Binding Arbitration and Class Action Waiver
You and SW agree to arbitrate all disputes between you and SW, except disputes relating to the enforcement of SW’s intellectual property rights. “Dispute” includes any dispute, action or other controversy between you and us concerning the Application or these terms, whether in contract, tort, warranty, statute or regulation, or other legal or equitable basis.
In the event of a dispute, you or SW must send to the other party a notice of dispute, which is a written statement that sets forth the name, address and contact information of the party giving the notice, the facts giving rise to the dispute, and the relief requested. You must send any notice of dispute to firstname.lastname@example.org. We will send any notice of dispute to you at the contact information we have for you. We will attempt to resolve a dispute through informal negotiation within sixty (60) days from the date the notice of dispute is sent. After sixty (60) days, you or we may commence arbitration.
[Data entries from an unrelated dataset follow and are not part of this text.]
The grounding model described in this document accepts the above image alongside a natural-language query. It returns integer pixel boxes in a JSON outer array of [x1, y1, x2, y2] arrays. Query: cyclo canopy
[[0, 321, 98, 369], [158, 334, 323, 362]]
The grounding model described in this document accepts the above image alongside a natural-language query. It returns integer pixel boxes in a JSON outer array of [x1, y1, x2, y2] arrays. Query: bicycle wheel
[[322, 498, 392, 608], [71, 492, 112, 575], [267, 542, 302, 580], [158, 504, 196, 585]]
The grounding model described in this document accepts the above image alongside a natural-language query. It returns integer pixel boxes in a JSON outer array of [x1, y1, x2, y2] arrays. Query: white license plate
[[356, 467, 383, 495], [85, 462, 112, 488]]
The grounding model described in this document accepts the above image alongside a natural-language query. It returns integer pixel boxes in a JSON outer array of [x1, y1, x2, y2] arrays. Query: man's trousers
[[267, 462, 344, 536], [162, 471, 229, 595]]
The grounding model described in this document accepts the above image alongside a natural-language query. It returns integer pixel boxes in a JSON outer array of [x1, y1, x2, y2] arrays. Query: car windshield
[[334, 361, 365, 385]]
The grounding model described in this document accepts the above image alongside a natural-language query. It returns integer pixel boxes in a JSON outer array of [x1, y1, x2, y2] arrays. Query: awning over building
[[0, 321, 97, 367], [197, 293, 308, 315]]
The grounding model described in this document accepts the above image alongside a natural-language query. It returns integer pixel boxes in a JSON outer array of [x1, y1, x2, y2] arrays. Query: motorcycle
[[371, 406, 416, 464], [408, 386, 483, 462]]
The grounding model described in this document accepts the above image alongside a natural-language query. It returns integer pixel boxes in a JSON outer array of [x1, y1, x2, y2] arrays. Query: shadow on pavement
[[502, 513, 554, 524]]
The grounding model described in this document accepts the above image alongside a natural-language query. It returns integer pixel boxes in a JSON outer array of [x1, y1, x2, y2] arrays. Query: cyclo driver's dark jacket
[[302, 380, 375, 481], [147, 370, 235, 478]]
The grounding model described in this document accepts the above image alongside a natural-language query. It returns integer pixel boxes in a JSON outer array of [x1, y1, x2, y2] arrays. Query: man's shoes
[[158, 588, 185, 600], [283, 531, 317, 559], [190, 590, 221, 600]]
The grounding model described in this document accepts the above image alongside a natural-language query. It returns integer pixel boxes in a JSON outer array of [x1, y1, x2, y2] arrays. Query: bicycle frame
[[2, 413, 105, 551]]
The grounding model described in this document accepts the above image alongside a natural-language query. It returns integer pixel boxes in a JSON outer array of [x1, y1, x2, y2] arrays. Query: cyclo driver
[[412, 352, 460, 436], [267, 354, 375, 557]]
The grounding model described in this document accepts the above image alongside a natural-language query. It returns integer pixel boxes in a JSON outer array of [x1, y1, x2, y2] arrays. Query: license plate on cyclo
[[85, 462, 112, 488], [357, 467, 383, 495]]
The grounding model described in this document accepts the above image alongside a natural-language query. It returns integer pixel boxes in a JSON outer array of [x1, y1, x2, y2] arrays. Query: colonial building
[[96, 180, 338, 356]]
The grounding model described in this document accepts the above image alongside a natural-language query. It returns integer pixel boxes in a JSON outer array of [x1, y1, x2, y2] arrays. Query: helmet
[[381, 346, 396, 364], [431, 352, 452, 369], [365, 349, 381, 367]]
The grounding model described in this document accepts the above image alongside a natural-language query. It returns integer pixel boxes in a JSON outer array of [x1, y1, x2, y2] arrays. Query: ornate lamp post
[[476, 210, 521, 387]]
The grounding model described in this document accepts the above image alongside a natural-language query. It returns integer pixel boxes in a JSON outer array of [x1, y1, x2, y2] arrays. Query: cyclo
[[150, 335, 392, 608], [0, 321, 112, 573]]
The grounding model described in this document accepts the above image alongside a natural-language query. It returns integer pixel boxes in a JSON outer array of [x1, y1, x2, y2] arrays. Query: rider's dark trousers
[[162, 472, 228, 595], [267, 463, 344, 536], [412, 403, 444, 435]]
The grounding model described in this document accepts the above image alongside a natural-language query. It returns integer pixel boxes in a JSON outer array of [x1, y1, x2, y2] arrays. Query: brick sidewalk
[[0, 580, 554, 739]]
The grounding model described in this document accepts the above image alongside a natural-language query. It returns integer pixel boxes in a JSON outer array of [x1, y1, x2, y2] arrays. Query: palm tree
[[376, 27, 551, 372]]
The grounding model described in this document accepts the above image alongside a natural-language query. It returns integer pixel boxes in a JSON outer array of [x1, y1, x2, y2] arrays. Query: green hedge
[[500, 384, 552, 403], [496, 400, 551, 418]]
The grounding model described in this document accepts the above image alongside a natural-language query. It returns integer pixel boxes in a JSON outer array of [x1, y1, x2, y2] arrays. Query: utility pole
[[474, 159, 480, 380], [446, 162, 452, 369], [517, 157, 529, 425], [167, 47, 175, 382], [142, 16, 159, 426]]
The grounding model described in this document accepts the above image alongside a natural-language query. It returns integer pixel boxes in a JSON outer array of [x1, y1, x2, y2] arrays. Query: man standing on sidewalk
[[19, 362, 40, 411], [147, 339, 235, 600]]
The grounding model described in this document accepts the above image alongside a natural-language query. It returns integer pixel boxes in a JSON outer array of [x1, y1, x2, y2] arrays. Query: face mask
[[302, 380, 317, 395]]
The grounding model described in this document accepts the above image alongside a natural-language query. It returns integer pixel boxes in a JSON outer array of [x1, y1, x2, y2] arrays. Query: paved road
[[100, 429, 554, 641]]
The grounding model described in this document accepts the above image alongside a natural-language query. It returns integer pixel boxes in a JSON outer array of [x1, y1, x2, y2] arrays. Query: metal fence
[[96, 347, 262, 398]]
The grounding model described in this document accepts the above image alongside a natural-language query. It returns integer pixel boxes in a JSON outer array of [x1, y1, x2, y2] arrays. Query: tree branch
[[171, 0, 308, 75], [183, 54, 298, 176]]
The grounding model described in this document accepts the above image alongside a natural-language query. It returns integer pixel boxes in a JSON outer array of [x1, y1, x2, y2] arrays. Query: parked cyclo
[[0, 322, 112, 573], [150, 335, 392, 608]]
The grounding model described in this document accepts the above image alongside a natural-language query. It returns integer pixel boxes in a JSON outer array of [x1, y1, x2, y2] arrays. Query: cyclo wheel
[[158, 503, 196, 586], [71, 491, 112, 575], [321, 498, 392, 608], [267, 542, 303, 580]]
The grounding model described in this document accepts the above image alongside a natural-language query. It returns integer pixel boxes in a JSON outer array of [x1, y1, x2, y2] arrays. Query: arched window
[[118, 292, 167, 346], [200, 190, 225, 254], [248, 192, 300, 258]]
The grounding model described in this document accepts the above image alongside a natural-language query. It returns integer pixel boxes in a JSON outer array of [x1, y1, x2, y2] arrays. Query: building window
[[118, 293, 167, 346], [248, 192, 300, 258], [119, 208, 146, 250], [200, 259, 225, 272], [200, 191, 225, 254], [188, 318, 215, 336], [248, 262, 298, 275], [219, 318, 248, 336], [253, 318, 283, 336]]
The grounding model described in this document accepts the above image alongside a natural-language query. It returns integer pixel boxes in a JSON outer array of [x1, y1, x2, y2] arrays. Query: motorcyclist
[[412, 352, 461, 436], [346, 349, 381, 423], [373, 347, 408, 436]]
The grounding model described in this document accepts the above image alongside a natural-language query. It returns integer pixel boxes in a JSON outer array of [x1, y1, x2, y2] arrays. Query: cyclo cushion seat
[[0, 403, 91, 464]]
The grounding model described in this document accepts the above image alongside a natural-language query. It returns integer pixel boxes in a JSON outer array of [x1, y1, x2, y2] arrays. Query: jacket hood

You may also litigate a dispute in small claims court if the dispute meets the requirements to be heard in small claims court, whether or not you negotiated informally first.
If we are unable to resolve a dispute by informal negotiation or in small claims court, the dispute shall be settled by binding arbitration before a neutral arbitrator whose decision will be final except for a limited right of appeal under the U.S. Federal Arbitration Act. YOU ARE GIVING UP THE RIGHT TO LITIGATE A DISPUTE IN COURT BEFORE A JUDGE OR JURY. Arbitration will be administered by the American Arbitration Association (the “AAA”) under its Commercial Arbitration Rules and its Supplementary Procedures for Consumer-Related Disputes. For more information, visit www.adr.org or, in the United States, call 800-778-7879. Arbitration may be conducted in person, through the submission of documents, by phone, or online. The arbitrator may award damages to you individually as a court could
, including declaratory or injunctive relief, but only to the extent required to satisfy your individual claim.
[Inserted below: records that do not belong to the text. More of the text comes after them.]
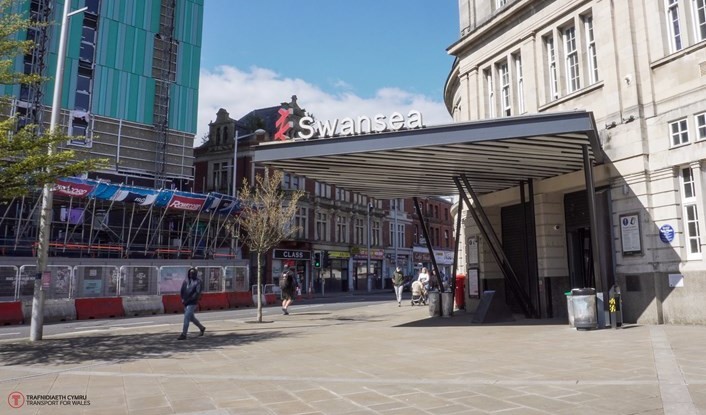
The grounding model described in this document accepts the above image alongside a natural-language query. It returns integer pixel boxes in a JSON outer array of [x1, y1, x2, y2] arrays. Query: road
[[0, 294, 394, 341]]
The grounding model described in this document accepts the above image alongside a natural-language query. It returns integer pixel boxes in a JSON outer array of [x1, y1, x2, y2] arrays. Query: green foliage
[[0, 0, 106, 199]]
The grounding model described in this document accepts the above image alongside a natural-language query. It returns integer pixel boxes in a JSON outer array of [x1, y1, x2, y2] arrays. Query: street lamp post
[[231, 125, 267, 258], [233, 126, 267, 198], [366, 202, 373, 292], [29, 1, 88, 341]]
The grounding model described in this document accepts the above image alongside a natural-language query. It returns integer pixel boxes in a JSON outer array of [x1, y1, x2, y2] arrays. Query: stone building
[[445, 0, 706, 324]]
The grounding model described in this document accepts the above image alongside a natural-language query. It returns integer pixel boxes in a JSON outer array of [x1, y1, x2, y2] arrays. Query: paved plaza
[[0, 300, 706, 415]]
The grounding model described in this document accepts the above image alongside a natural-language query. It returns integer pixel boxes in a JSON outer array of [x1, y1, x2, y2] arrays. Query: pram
[[412, 281, 427, 306]]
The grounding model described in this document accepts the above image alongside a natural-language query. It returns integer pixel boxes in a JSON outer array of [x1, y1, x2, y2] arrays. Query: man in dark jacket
[[392, 267, 404, 307], [177, 268, 206, 340]]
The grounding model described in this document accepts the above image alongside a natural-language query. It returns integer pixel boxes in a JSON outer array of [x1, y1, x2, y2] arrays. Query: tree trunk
[[257, 252, 262, 323]]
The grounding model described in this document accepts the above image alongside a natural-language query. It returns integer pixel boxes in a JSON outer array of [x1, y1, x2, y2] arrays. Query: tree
[[0, 0, 105, 199], [231, 171, 304, 323]]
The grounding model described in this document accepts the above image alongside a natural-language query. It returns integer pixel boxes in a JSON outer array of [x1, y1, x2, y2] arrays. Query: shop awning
[[254, 111, 602, 199]]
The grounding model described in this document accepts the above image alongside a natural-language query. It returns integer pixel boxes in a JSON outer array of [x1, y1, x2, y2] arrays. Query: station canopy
[[254, 111, 602, 199]]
Unless the arbitrator finds the arbitration was frivolous or brought for an improper purpose, each party will be responsible for their share of any arbitration fees and related expenses.
Arbitration will take place at any reasonable location convenient for you including, if permitted, by phone or other remote communications means.
If any provision of these terms shall be unlawful, void or unenforceable, then that provision shall be deemed severable from these terms and shall not affect the validity and enforceability of any remaining provisions.
Order of Precedence
In the event that you elect to receive one or more additional Services during the term of this Agreement, such Services may be subject to additional terms and conditions that may be applicable to such Services including approval of payment for fees and/or consent to one or more additional actions by SW. In the case of a conflict between these terms and such additional terms and conditions, such additional terms and conditions shall apply but only with respect to such additional Services. In all other cases, these terms shall be the exclusive terms governing the provision of the Application and Services.
The provisions of these terms that, by their nature should survive the termination of these terms, shall survive such termination including any provisions relating to intellectual property ownership, restrictions, and any applicable Disclaimers.
No waiver of any provision of these terms by us shall be deemed a further or continuing waiver of such provision or any other provision, and our failure to assert any right or provision under these terms shall not constitute a waiver of such right or provision.